In the beginning of code you need to use this:
<!DOCTYPE html>
<html manifest="cache.manifest">
...
Then create cache.manifest file with content of what you want to cache i.e
CACHE MANIFEST
# 2010-06-18:v2
# Explicitly cached 'master entries'.
CACHE:
/favicon.ico
index.html
stylesheet.css
images/logo.png
scripts/main.js
# Resources that require the user to be online.
NETWORK:
*
# static.html will be served if main.py is inaccessible
# offline.jpg will be served in place of all images in images/large/
# offline.html will be served in place of all other .html files
FALLBACK:
/main.py /static.html
images/large/ images/offline.jpg
A manifest can have three distinct sections: CACHE, NETWORK, and FALLBACK.
CACHE:
This is the default section for entries. Files listed under this header (or immediately after the CACHE MANIFEST) will be explicitly cached after they're downloaded for the first time.
NETWORK:
Files listed in this section may come from the network if they aren't in the cache, otherwise the network isn't used, even if the user is online. You can white-list specific URLs here, or simply "", which allows all URLs. Most sites need "".
FALLBACK:
An optional section specifying fallback pages if a resource is inaccessible. The first URI is the resource, the second is the fallback used if the network request fails or errors. Both URIs must from the same origin as the manifest file.

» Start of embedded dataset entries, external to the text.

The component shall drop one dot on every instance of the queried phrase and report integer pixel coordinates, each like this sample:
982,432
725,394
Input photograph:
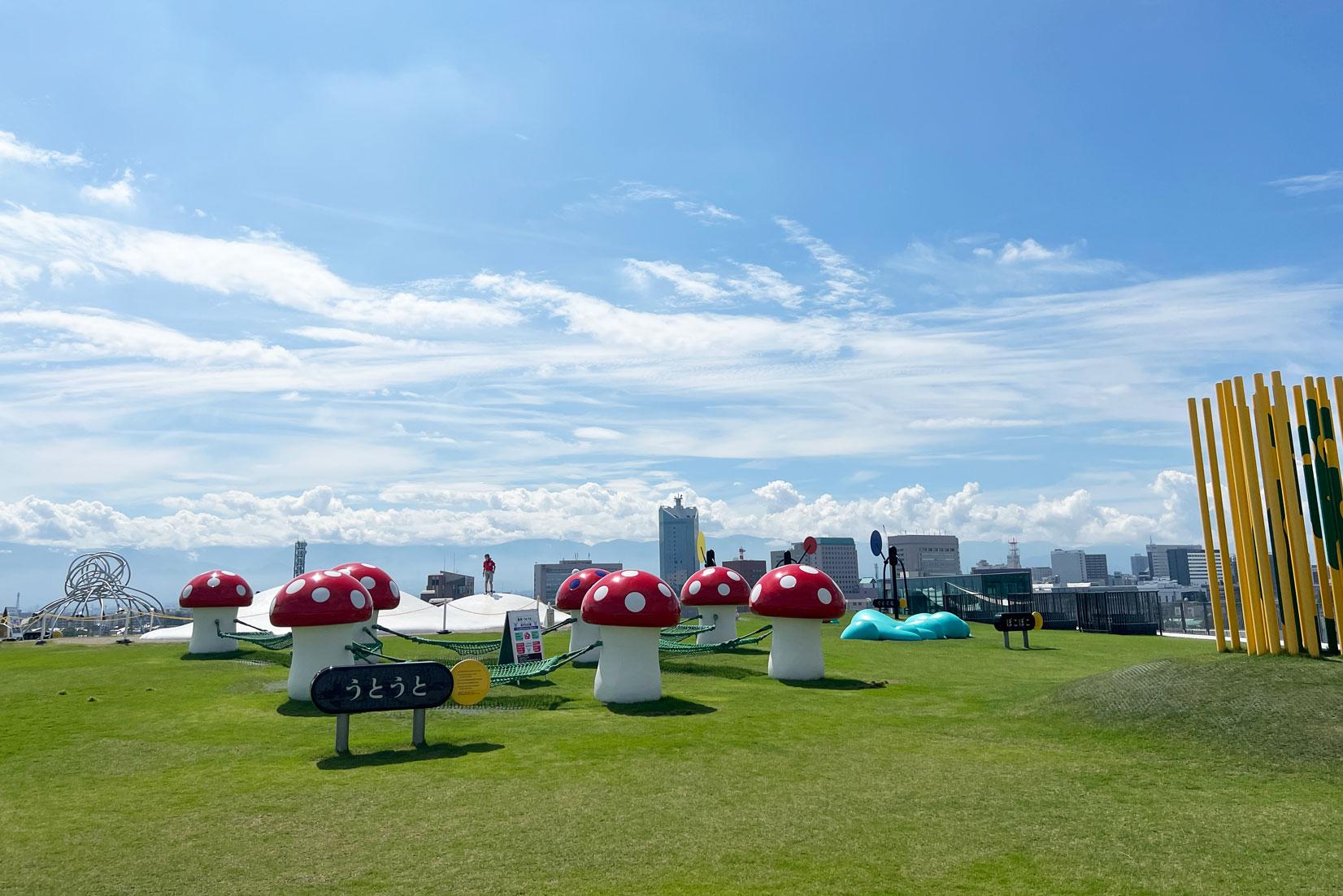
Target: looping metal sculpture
98,593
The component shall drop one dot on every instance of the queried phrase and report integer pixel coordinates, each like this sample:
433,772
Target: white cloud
1310,183
101,335
120,193
590,512
846,281
16,150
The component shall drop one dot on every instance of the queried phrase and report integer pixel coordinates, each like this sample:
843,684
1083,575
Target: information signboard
521,637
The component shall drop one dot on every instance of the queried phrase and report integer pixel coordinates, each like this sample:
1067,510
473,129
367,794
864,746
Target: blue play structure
873,625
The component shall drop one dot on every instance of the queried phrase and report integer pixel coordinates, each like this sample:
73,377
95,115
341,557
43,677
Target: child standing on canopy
488,568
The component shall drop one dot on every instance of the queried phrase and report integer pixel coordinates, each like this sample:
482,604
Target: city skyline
467,284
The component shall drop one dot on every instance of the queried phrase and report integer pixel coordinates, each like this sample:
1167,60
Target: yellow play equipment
1262,510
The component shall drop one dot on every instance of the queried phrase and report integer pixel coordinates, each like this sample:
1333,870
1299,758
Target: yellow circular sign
471,683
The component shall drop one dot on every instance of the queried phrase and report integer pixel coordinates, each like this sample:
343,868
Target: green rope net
676,648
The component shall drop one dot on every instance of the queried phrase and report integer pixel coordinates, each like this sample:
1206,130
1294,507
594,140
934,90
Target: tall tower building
679,533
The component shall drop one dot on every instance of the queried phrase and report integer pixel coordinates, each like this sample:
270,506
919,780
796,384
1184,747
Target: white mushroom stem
795,650
204,636
724,621
315,649
580,636
628,671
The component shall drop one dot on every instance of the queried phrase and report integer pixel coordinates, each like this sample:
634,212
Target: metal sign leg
418,729
343,733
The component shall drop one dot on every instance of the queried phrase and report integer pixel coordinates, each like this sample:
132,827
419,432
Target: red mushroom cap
321,599
715,587
216,589
797,591
572,590
632,598
379,585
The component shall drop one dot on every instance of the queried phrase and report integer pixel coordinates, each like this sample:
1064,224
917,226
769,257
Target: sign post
521,637
346,691
1024,622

You can capture specific URLs but also URL prefixes. "images/large/" will capture failures from URLs such as "images/large/whatever/img.jpg".
There is no HTML solution. Mozilla's application cache (cache.manifest) is deprecated. The application cache site says:
This feature has been removed from the Web standards. Though some browsers may still support it, it is in the process of being dropped. Avoid using it and update existing code if possible. ... Use Service Workers instead.

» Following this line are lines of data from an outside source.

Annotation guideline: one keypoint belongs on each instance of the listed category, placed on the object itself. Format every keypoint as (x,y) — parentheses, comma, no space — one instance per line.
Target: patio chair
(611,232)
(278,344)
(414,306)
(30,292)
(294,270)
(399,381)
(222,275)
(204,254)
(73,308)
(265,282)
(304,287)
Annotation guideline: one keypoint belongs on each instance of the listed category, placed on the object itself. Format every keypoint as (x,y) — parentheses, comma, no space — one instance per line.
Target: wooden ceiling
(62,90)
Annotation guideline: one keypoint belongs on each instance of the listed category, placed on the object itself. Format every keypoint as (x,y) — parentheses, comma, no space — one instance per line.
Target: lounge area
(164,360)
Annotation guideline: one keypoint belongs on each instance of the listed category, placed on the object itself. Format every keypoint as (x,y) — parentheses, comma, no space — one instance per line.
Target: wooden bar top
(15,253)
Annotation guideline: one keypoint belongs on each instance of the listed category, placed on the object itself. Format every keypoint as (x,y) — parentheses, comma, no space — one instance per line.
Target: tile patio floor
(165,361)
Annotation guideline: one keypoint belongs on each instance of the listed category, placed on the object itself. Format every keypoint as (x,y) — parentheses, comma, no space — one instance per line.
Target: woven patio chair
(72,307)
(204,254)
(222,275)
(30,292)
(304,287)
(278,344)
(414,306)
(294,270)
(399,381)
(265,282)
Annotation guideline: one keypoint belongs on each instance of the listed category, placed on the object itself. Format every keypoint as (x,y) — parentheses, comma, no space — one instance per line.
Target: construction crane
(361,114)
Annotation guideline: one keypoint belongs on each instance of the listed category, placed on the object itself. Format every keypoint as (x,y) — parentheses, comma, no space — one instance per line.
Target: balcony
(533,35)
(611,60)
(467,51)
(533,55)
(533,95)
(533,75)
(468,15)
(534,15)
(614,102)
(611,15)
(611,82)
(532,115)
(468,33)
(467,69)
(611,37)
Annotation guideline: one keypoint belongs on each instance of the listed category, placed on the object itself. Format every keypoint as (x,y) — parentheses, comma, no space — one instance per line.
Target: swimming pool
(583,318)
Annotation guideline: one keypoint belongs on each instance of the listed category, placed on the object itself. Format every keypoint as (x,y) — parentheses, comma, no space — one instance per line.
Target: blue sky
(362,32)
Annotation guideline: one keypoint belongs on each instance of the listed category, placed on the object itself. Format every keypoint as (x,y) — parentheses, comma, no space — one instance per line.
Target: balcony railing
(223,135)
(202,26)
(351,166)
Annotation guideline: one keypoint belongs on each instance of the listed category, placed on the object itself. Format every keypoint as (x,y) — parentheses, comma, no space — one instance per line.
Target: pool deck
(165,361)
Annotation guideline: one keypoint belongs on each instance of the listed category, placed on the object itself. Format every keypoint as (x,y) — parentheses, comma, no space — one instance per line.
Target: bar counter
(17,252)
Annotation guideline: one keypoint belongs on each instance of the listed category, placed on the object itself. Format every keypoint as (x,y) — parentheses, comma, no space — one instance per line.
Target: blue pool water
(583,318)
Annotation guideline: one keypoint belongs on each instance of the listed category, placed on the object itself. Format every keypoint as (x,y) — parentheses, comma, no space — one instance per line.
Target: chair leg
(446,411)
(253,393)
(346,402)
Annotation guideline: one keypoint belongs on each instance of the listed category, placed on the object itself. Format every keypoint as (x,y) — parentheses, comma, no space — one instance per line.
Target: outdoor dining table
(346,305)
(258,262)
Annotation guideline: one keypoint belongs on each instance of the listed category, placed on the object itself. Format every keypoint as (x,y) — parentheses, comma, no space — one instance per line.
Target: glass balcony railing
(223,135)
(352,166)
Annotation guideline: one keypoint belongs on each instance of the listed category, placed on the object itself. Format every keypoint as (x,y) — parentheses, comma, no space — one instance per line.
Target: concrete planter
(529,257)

Apart from that, I suggest you use HTTP Cache-Control to solve cache issues.
There isn't an HTML solution, because it's not a markup problem. Caching is an action on the resource, not part of the resource definition itself.
As others have said, HTTP headers are the best way to control caches, because these are observed by all caches - <meta> tags are only observed by browser caches. These should be set by your server / web framework.
That said, I wouldn't be surprised if browsers still observe <meta http-equiv="cache-control" content="no-cache"> for pages with the HTML5 doctype.